The checks are performed on the right scale. However, TunerGridSearch produces values slightly higher than the upper bound.

options(digits=16)

self$upper
## > [1]  4.605170185988092
x
## > [1]  4.605170185988093

self$upper is the upper bound defined by the search space and x is the proposed value by the tuner.

@mllg @mb706 checkmate::checkNumber() returns FALSE in paradox::ParamDbl$.check(). Can we relax this check or do we have to change generate_design_grid()?

kkmann commented 3 years ago

Uha, I guess the boundaries should be respected stricly - some algorithms could be sensitive to that. I feel like generate_design_grid() should gurantee that the paramters are within the defined boundaries to avoid trouble downstream.

be-marc commented 3 years ago

If you are okay with this for you current application, you can disable the check by setting check_values = FALSE in AutoTuner. You need the latest mlr3tuning dev version for this. But we still need to fix this.

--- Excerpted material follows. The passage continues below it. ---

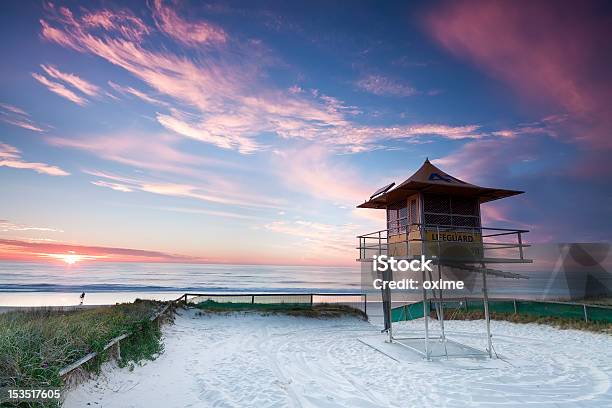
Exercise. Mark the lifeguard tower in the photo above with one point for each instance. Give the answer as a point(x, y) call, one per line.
point(437, 215)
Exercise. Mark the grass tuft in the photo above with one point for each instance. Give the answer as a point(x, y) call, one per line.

kkmann commented 3 years ago

Thanks, that'll help already. So, the problem is the qunif method not respecting the defined boundaries then?

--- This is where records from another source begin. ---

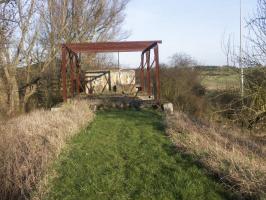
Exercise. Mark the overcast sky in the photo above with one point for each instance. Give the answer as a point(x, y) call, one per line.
point(195, 27)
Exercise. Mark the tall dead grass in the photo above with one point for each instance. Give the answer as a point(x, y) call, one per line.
point(29, 143)
point(238, 157)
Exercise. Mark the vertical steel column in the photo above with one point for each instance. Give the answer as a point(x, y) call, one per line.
point(63, 73)
point(72, 76)
point(157, 72)
point(142, 73)
point(78, 75)
point(148, 72)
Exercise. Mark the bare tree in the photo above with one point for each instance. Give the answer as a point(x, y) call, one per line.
point(31, 31)
point(256, 55)
point(17, 18)
point(182, 60)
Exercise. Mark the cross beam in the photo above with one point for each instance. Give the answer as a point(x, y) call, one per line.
point(70, 52)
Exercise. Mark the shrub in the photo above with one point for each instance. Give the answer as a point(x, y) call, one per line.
point(237, 157)
point(182, 87)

https://github.com/mlr-org/paradox/blob/d27e51620041c552270d41ad65349ce763aba1d4/R/generate_design_grid.R#L57

Is there any special consideration needed for integer parameters? Currently, I just define them as doubles and then make sure that the transformed parameters are integers. Conceptually not ideal, but seems to work (and avoides these numerical boundary issues).

berndbischl commented 3 years ago

i will look into this, thanks for the post

Is there any special consideration needed for integer parameters? Currently, I just define them as doubles and then make sure that the transformed parameters are integers. Conceptually not ideal, but seems to work (and avoides these numerical boundary issues).

that's the recommended approach currently / and i guess in general, in many other frameworks. # that should work "well (enough)" if you have a longer int range / interval.

if you only have 2 or 3 int values, you can also treat it as a categorical, so as a ParamFct. but note that the will then think the values are unordered and cannot learn / exploit order.

be-marc commented 3 years ago
library(paradox)

search_space = ParamSet$new(list(
  ParamDbl$new("gamma", lower = log(.01), upper = log(100))
))

data = generate_design_grid(search_space, param_resolutions = c(gamma = 2))$data

search_space$check_dt(data)

## >  "gamma: Element 1 is not <= 4.60517"
be-marc commented 3 years ago

So, the problem is the qunif method not respecting the defined boundaries then?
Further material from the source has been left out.